During his years living on the Moody Street campus in Saco, Chris worked with a psychologist and case worker and joined Sweetser’s Little League team.
“That was an important part of my life,” he said, “because it made me feel good about myself.”
From Sweetser School, Chris spent one year at public school in Kennebunk and received a partial scholarship to Northfield Mount Hermon, a prep school in Western Massachusetts. After Mount Hermon, Chris earned degrees from Bowdoin College and Cornell Business School. In 1967 he went to work on Wall Street.
For two decades he has been giving financially to Mount Hermon, Bowdoin and Cornell to provide scholarships for students from Maine.
“I enjoy giving back because I’m in a position to do so,” Chris said. “I like to contribute to education. Sweetser is education, but it is also more than education, it’s more important.”
Chris has also been a behind-the-scenes benefactor at Sweetser, which he credits with turning his life around as a child.

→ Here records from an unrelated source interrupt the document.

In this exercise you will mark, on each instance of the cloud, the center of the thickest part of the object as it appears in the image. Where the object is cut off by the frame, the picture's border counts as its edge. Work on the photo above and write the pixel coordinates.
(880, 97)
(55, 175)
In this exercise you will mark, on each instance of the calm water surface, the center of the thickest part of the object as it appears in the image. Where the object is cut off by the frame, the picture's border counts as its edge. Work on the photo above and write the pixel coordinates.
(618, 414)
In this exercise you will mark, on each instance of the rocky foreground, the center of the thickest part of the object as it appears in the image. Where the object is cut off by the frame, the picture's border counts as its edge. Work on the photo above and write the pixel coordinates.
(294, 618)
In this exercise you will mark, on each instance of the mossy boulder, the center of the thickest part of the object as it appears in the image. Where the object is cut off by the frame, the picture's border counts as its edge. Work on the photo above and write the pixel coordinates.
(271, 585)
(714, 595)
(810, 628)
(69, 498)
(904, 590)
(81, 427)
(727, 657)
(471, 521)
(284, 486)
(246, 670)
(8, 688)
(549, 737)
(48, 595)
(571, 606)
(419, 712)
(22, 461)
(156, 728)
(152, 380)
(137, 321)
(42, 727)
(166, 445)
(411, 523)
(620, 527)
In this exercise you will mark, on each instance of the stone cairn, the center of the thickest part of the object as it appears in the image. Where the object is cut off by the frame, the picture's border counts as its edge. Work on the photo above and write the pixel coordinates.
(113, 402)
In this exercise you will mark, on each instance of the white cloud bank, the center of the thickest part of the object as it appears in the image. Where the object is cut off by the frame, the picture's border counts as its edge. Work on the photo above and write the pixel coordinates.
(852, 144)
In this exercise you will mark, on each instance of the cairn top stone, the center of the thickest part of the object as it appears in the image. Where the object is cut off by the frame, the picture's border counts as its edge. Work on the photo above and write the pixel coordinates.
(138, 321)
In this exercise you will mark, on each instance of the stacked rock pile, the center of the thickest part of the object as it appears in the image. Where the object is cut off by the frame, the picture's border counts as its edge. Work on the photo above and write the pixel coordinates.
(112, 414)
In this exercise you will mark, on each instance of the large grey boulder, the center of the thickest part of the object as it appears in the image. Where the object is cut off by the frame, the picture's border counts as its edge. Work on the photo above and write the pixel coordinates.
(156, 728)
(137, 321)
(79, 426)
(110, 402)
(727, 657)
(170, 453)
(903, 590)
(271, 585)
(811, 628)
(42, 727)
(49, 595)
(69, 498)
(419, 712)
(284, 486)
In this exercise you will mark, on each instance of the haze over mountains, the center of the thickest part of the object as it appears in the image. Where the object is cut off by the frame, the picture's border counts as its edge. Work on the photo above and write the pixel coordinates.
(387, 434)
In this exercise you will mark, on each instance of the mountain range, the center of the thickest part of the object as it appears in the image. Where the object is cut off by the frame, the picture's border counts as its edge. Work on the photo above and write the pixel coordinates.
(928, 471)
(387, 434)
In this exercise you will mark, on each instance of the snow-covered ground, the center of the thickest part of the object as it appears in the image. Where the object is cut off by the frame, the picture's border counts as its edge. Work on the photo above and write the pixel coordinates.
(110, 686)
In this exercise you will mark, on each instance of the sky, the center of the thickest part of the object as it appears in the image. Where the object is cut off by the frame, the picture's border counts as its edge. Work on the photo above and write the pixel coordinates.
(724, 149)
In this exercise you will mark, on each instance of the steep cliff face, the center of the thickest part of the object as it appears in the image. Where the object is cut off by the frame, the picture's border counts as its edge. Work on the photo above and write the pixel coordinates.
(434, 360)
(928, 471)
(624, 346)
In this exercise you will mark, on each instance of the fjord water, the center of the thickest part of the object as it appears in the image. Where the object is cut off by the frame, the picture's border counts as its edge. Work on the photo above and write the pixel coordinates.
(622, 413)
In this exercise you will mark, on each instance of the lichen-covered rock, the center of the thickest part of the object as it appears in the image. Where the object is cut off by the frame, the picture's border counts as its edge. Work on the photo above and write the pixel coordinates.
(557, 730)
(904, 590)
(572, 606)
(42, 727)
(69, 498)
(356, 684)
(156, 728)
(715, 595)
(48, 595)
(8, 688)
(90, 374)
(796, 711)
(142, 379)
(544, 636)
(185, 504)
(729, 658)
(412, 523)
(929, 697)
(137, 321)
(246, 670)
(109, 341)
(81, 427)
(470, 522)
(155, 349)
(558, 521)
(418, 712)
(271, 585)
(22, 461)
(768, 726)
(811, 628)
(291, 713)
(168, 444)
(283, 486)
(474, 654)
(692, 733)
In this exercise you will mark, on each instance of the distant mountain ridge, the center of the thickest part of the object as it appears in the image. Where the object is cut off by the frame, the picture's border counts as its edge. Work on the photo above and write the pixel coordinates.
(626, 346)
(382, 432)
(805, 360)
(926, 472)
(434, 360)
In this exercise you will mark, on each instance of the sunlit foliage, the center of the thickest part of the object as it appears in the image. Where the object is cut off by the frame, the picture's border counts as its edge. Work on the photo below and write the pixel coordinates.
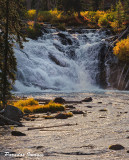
(32, 106)
(121, 50)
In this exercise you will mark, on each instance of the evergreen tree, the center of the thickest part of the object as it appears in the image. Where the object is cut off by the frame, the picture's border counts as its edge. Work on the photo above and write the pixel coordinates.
(120, 14)
(11, 28)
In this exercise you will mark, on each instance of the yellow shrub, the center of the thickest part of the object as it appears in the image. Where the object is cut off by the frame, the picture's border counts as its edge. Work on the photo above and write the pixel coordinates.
(121, 50)
(32, 106)
(31, 13)
(27, 102)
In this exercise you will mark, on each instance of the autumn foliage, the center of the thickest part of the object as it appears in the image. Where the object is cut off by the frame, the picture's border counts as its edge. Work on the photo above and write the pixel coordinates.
(121, 50)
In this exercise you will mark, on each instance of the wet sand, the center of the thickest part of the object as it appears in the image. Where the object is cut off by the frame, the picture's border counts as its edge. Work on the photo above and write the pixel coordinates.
(105, 123)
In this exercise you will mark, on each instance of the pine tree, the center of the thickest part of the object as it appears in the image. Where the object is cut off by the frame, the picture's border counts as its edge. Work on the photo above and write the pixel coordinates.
(11, 28)
(120, 14)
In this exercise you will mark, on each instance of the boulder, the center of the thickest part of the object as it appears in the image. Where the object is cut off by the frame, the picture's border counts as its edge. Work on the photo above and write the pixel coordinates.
(17, 133)
(13, 113)
(89, 99)
(59, 100)
(116, 147)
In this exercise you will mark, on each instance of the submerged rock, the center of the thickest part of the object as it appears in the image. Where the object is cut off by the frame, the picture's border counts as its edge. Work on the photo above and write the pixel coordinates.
(89, 99)
(116, 147)
(17, 133)
(59, 100)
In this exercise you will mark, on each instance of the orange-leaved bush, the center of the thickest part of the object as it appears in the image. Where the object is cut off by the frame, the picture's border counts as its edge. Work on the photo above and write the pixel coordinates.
(121, 50)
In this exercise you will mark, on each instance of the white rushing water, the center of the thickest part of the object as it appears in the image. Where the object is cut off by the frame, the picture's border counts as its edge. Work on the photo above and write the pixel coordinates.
(65, 61)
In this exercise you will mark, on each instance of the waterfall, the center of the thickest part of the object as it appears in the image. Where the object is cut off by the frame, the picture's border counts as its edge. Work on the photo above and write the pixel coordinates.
(60, 61)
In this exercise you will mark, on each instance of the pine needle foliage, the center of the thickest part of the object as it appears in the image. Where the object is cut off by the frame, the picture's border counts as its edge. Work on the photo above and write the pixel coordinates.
(11, 29)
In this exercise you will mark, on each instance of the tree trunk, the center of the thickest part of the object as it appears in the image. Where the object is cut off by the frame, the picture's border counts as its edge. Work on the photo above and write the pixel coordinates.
(5, 80)
(37, 11)
(28, 3)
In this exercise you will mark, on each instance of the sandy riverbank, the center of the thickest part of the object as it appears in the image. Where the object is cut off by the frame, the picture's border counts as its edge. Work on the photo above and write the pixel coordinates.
(88, 137)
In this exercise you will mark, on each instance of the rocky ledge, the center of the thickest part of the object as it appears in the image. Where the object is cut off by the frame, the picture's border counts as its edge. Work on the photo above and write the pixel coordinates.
(100, 131)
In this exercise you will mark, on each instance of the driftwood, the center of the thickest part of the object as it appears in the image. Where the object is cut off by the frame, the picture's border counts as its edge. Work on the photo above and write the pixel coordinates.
(52, 126)
(10, 121)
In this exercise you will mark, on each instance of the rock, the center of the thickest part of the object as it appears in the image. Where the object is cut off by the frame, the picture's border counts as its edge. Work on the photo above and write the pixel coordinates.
(17, 133)
(63, 115)
(99, 102)
(56, 61)
(89, 106)
(103, 110)
(70, 107)
(89, 99)
(13, 113)
(116, 147)
(59, 100)
(64, 39)
(78, 112)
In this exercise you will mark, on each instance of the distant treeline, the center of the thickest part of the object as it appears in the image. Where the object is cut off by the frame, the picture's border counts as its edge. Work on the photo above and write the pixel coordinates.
(71, 4)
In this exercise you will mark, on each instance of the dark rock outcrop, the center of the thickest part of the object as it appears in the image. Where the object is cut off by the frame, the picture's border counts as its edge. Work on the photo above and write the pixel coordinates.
(64, 39)
(56, 61)
(116, 147)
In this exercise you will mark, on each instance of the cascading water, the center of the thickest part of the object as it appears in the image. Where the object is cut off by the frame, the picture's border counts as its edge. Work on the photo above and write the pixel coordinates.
(61, 61)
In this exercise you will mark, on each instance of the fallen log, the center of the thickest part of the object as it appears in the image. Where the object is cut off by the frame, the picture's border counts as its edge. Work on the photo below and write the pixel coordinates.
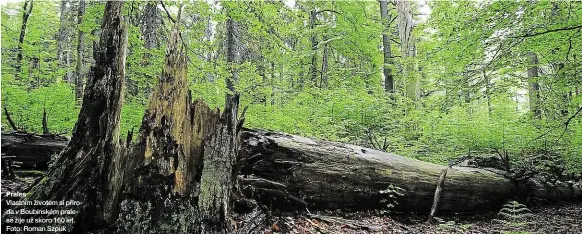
(31, 150)
(294, 173)
(330, 175)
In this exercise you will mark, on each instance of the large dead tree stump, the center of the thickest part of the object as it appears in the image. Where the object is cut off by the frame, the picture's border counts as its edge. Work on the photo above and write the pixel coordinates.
(176, 177)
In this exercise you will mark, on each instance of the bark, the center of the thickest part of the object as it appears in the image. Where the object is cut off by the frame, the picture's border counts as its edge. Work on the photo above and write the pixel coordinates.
(232, 54)
(291, 173)
(45, 130)
(324, 65)
(437, 194)
(84, 169)
(534, 86)
(313, 66)
(386, 47)
(312, 173)
(178, 177)
(80, 45)
(408, 48)
(31, 150)
(64, 38)
(27, 9)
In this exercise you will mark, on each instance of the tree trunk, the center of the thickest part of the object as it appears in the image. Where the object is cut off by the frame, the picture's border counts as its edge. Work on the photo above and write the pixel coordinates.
(313, 66)
(408, 49)
(85, 170)
(387, 70)
(31, 150)
(150, 21)
(232, 54)
(324, 65)
(534, 86)
(27, 9)
(178, 177)
(64, 39)
(292, 172)
(80, 45)
(312, 173)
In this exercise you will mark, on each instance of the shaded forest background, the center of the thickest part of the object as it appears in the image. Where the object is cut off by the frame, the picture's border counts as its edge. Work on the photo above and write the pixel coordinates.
(431, 81)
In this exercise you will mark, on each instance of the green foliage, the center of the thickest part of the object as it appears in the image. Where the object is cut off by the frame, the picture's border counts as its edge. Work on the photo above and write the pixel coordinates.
(470, 55)
(390, 198)
(514, 214)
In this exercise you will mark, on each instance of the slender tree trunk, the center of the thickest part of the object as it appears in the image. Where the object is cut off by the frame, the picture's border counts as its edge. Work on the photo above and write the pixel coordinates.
(232, 54)
(487, 92)
(64, 39)
(324, 64)
(150, 23)
(80, 45)
(313, 66)
(27, 9)
(408, 49)
(387, 70)
(534, 86)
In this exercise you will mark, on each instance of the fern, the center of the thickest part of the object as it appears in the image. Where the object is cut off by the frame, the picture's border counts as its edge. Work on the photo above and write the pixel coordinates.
(514, 213)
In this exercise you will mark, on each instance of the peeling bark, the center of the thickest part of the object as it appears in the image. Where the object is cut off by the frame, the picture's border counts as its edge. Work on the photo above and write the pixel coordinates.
(178, 177)
(80, 44)
(311, 173)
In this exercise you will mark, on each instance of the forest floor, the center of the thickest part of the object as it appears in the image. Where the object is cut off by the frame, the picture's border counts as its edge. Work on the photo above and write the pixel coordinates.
(563, 218)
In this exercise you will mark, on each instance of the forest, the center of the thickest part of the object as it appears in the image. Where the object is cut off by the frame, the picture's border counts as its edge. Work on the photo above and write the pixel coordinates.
(284, 116)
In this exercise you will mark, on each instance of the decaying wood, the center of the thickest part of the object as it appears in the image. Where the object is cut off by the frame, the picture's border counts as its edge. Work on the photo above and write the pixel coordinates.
(31, 150)
(291, 172)
(330, 175)
(84, 170)
(437, 194)
(177, 177)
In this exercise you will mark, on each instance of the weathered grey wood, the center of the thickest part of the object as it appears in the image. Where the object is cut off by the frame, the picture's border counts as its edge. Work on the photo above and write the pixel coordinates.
(296, 172)
(330, 175)
(33, 151)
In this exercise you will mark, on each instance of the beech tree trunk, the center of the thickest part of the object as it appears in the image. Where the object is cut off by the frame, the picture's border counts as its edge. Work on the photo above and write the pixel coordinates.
(300, 172)
(64, 38)
(386, 47)
(80, 45)
(313, 66)
(408, 48)
(27, 9)
(534, 86)
(178, 177)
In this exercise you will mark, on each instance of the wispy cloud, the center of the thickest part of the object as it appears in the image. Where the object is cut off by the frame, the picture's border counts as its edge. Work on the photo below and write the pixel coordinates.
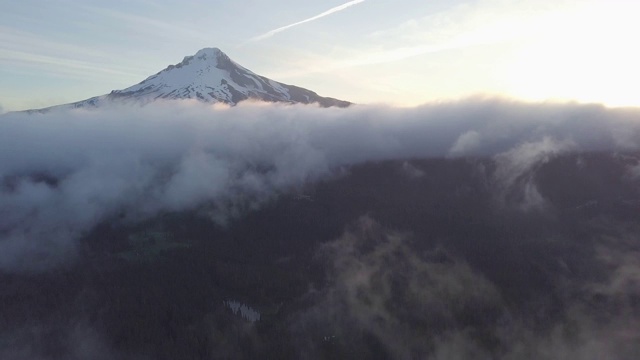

Over the past decade he realized that he had more to give than just money. For one thing, he had a sailboat that he kept off the coast of Maine in the summers.
In 2001, Chris teamed up with a Sweetser counselor to take three troubled teenage boys on a weeklong sail, stopping at Mount Desert Isle, Isle-le-Haut, Camden, Vinalhaven, Deer Island and Stonington. The boys ate and slept on the boat and did lots of hiking on their stops.
“It was something they had never done before and may never do again,” Chris said. “Whatever you have to give, give and make the world a better place.”
Chris also has a passion for fundraising, and in 2007 he was elected to the Sweetser Board of Directors.
“I haven’t been getting to as many Board meetings as I’d like,” he admitted, explaining how much his life has changed over the past three years.
Following a divorce from his wife of 44 years, Chris met his present wife Karol in a Costa Rican coffee shop. He was smitten with her and they married in 2008. They bought a coffee plantation – a good investment – in Karol’s native country. Chris already owned a horse farm in Oldwick, New Jersey. And then there’s the business of trading municipal bonds – which Chris does from his home offices, two weeks a month from New Jersey and two weeks from Costa Rica.
“I have a 46-year-old son who works with me on Wall Street and I have a one-year-old son,” Chris said. “I’ll be taking Thomas to soccer practice when I’m eighty!”
Chris is picture above with his wife, Karol, and their family.